Sampling Distribution and Confidence Intervals for a Population Mean Difference

Paired Data Scenario or Matched Pairs

When you have two measurements on the same object or scenario. This can occur if:

Each person/unit is measured twice. Two measurements of the same characteristic made under different conditions. Example: measuring a quantitiative response both before and after treatment.
Similar individuals/units paired prior to experiment. Each member of a pair receives a different treatment. Same (quantitative) response variable is measured for all individuals.
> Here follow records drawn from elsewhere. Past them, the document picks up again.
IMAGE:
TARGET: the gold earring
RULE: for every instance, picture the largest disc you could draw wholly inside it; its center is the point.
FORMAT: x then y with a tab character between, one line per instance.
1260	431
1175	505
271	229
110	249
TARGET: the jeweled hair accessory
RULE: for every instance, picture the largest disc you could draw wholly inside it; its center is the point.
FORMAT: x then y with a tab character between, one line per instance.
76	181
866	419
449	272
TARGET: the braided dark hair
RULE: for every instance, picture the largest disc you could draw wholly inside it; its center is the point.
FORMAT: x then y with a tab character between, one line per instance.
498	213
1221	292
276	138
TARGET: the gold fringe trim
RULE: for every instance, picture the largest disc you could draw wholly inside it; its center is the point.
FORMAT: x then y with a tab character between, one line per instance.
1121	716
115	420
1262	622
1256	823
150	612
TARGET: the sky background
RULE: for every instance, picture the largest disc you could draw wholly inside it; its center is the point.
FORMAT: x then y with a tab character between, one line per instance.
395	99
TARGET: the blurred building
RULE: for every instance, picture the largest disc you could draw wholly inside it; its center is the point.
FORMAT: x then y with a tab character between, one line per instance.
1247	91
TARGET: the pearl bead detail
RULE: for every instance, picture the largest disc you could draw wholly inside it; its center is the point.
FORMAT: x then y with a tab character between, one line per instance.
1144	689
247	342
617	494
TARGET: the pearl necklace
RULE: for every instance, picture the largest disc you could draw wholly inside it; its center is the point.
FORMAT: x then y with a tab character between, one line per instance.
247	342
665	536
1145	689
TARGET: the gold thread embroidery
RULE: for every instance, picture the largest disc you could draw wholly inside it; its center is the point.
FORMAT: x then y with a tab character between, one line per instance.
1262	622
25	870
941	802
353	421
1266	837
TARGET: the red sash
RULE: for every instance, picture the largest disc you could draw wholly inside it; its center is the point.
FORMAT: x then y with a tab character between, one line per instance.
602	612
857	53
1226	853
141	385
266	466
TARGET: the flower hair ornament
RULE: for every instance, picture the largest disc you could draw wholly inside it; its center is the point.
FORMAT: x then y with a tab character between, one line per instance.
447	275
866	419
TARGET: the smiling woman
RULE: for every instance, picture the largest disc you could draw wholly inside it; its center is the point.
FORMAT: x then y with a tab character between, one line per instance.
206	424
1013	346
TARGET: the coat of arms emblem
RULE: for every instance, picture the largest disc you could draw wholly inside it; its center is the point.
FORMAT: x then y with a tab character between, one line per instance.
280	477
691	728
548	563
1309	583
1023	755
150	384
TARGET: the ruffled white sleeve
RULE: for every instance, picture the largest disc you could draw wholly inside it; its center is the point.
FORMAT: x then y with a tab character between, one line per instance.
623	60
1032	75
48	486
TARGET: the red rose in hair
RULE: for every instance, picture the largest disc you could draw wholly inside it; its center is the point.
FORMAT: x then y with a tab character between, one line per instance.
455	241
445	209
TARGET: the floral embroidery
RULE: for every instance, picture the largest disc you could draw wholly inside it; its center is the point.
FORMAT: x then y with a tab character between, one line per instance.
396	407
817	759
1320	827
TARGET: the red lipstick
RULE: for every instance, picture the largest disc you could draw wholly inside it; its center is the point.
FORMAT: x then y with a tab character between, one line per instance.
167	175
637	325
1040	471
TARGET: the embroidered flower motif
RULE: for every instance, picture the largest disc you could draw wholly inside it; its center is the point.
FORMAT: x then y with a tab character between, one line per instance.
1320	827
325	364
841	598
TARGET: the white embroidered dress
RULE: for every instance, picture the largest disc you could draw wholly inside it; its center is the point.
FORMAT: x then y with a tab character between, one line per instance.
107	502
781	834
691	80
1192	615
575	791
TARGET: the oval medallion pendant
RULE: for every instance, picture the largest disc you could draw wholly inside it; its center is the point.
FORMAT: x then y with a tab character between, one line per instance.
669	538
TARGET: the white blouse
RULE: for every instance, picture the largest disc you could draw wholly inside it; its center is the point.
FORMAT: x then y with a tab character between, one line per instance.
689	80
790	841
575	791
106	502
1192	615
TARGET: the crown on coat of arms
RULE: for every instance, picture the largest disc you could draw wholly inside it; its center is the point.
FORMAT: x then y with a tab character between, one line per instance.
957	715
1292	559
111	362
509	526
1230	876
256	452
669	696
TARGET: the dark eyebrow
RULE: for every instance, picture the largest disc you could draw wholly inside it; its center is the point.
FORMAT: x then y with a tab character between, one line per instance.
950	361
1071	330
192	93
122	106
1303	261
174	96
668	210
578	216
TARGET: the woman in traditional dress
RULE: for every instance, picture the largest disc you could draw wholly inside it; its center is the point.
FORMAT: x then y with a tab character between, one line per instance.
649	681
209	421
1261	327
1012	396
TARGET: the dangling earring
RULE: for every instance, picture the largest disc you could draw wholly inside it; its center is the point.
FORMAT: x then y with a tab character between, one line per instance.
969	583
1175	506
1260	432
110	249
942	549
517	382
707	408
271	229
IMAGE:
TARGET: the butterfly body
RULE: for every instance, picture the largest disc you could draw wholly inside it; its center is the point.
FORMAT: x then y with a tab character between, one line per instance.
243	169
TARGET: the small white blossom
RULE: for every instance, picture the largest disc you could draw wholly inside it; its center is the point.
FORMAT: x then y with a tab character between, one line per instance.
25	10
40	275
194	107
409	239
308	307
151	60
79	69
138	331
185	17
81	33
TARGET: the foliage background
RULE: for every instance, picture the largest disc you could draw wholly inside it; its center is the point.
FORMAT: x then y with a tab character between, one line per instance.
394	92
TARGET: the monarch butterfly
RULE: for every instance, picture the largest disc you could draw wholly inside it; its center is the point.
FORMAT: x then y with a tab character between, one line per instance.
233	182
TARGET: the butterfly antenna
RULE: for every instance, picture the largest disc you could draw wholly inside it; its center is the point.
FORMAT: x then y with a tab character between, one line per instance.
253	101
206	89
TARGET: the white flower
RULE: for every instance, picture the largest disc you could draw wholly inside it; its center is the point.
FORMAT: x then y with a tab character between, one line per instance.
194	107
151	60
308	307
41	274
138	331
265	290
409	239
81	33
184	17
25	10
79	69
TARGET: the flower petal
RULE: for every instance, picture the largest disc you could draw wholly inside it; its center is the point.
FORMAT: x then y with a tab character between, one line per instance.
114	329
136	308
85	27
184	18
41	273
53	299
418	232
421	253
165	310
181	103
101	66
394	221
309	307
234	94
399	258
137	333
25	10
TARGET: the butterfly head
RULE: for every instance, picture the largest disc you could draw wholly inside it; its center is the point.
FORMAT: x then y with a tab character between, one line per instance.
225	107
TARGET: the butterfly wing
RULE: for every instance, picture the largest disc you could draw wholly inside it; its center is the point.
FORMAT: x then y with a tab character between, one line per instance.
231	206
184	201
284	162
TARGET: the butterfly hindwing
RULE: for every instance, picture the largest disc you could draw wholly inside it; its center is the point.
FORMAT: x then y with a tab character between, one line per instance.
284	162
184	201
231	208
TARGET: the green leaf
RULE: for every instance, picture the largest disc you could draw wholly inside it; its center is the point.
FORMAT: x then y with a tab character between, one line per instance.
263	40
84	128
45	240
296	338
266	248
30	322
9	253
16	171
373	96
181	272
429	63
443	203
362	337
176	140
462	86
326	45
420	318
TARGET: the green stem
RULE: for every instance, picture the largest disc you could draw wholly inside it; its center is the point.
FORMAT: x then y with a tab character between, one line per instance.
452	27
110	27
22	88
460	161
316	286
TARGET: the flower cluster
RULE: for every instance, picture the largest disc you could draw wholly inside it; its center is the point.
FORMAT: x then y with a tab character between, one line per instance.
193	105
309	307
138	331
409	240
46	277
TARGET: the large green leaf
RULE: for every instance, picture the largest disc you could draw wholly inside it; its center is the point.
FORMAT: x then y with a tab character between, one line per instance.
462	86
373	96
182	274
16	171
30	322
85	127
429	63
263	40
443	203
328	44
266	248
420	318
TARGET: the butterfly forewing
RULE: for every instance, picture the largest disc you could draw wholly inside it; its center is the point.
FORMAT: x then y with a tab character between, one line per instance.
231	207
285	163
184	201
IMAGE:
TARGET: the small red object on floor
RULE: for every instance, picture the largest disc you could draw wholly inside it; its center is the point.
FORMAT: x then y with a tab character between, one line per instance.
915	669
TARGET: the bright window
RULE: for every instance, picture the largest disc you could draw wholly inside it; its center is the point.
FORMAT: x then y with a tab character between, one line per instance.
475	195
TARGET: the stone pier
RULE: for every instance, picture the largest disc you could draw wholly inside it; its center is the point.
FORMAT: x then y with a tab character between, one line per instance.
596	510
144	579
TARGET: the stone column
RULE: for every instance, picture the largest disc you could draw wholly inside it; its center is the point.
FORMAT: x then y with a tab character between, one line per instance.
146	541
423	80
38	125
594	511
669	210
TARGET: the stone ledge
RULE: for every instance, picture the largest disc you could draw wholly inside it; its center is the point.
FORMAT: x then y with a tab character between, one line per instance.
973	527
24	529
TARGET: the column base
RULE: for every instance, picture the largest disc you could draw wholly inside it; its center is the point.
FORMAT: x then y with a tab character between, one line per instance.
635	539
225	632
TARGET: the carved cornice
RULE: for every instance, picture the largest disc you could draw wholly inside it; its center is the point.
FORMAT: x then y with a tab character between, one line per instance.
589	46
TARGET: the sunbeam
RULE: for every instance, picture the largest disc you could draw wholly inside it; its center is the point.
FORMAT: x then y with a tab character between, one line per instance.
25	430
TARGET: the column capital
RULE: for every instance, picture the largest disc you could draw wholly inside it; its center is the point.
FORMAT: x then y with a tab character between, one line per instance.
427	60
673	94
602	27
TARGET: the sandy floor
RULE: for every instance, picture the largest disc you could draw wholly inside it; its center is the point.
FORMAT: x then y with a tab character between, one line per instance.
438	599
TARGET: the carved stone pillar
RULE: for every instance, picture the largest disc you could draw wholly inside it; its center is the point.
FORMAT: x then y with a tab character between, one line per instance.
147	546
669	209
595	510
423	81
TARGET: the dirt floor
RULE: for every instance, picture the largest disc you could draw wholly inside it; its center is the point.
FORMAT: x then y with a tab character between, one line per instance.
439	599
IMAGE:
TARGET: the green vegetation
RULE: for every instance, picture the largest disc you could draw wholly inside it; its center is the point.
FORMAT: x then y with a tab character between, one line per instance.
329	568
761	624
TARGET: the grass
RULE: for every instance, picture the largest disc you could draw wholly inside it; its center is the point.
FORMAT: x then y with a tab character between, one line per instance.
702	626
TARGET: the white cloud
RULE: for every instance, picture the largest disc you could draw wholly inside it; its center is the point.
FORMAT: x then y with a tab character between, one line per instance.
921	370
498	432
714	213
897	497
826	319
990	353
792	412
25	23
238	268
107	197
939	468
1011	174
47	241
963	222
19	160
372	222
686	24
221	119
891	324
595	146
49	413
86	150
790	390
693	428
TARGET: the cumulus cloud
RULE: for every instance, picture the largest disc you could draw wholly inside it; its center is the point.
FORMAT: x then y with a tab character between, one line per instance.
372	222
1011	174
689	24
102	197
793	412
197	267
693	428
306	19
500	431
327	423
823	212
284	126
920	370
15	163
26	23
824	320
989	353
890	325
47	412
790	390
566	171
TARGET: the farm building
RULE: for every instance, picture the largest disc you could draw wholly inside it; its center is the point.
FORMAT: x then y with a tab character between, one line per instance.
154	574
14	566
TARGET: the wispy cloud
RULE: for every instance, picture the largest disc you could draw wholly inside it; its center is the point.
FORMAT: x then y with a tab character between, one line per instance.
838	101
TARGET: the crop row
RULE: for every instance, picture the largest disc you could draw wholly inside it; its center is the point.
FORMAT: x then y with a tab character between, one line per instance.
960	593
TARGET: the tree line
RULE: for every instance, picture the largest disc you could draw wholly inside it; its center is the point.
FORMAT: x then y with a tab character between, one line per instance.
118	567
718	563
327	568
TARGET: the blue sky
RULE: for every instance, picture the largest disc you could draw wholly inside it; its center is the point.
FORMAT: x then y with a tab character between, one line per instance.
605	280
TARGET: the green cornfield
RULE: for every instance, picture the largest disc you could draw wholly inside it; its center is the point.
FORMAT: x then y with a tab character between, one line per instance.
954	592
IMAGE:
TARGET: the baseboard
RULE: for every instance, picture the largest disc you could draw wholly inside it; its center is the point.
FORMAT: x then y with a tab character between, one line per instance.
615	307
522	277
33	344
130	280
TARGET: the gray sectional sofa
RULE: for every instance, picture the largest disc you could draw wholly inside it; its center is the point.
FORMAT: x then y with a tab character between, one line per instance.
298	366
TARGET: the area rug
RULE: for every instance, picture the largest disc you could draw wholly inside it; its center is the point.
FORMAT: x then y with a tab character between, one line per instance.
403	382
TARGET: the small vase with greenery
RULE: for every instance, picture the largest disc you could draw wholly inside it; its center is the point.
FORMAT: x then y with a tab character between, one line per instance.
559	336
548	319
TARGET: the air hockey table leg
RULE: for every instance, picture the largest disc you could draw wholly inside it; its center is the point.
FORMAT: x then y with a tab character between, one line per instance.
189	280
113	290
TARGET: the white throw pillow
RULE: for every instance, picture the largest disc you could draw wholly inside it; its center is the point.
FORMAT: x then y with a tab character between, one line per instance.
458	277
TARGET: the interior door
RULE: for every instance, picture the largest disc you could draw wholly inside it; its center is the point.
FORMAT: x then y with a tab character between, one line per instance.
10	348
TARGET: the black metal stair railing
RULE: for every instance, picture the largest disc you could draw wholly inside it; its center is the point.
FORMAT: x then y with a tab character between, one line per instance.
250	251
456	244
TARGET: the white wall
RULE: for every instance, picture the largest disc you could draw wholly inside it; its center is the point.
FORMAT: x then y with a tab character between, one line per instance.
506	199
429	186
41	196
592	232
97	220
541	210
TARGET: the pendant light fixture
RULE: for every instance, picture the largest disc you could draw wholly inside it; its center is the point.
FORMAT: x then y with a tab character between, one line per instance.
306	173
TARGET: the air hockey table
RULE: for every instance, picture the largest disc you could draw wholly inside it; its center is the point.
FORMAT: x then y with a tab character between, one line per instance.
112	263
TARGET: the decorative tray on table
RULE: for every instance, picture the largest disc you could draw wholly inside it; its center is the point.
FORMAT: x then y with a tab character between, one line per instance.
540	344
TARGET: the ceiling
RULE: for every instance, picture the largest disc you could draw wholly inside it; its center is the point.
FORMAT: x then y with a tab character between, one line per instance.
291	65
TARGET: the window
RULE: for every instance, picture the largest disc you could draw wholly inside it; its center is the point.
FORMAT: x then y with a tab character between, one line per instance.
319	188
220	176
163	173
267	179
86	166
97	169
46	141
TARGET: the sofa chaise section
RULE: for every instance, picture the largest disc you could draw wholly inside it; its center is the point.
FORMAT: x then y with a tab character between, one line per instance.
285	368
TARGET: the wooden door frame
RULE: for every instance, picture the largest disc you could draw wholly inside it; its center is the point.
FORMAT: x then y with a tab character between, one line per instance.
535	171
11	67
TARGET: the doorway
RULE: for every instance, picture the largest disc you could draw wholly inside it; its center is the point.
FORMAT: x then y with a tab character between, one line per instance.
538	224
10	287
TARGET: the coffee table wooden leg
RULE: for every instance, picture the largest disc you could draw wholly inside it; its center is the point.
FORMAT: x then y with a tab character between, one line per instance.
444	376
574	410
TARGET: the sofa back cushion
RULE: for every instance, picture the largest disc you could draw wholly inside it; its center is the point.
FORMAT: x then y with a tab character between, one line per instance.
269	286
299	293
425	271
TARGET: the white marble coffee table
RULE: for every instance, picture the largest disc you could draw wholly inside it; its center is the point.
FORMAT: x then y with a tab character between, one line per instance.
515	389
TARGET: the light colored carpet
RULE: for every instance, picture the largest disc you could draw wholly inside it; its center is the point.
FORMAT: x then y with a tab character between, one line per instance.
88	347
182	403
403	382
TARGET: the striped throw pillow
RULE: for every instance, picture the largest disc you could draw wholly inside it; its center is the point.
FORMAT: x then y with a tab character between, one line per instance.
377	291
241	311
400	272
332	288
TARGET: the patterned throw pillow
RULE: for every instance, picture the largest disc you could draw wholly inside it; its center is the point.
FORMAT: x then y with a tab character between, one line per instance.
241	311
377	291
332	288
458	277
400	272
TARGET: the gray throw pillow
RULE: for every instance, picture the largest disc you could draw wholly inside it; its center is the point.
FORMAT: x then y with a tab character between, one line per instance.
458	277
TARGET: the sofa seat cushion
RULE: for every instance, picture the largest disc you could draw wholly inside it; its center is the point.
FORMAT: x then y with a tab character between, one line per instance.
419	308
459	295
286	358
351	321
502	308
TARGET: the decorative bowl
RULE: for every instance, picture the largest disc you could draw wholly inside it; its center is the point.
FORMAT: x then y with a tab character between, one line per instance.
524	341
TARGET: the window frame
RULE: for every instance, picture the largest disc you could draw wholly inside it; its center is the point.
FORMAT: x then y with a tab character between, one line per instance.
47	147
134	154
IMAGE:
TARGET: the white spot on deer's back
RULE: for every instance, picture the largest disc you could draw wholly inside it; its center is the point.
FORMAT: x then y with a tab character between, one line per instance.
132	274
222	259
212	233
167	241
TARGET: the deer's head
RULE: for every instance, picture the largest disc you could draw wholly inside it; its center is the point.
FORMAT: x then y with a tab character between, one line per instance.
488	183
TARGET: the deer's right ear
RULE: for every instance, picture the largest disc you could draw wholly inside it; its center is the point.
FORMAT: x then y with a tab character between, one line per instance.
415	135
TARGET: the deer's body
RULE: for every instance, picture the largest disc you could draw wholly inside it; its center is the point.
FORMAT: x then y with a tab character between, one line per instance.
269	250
Consider one population of all possible differences. The parameter is $\mu_d$, the mean of the population differences. The after minus before, or before minus after. You take this mean from a set of sample differences, $d_1, d_2, \dots d_n$.

$\mu_d$ = the mean for population of interest
$\sigma_d$ = standard deviation for the population of interest
$\bar{d}$ = sample mean for random sample of size $n$.

This sample mean $\bar{d}$ has a normal distriubtion.

If the population of differences has a normal distriubtion, and a random sample of any size is obtained, then the distribution of the mean difference has a normal distribution. If the population of differences does NOT have a normal distribution, but a large random sample of size n is obtained, then the distribution of the sample mean difference $\bar{d}$ is approximately normal, with a mean of $\mu_d$ and SD of:

$$\text{s.d.}(\bar{d}) = \frac{\sigma_d}{\sqrt{n}}$$

Notes about Distribution and Sample Mean Difference

Arbitrary level for "large sample size" = 30.
Standard deviation of $\bar{d}$ is a measure of accuracy of the process of using sample mean difference to estimate population mean difference.
In practice, $\sigma_d$ is rarely known, so we use the sample error instead.

Confidence Intervals for Population Mean Difference

Use the sample mean difference and standard error to produce a range of reasonable values for the population mean difference:

$$\bar{d} \pm t^* \text{s.e.}(\bar{d})$$

The $t^*$ is used because you are looking at means and you don't know population standard deviation. $n-1$ degrees of freedom are used, where $n$ is your sample size.

You can use this to make a standardized test statistic for testing hypotheses:

$$\frac{\text{Sample statistic} - \text{Null value}}{\text{Null standard error}}$$

This test statistic is a $t$ statistic for the same reason as above. This has $n-1$ degrees of freedom.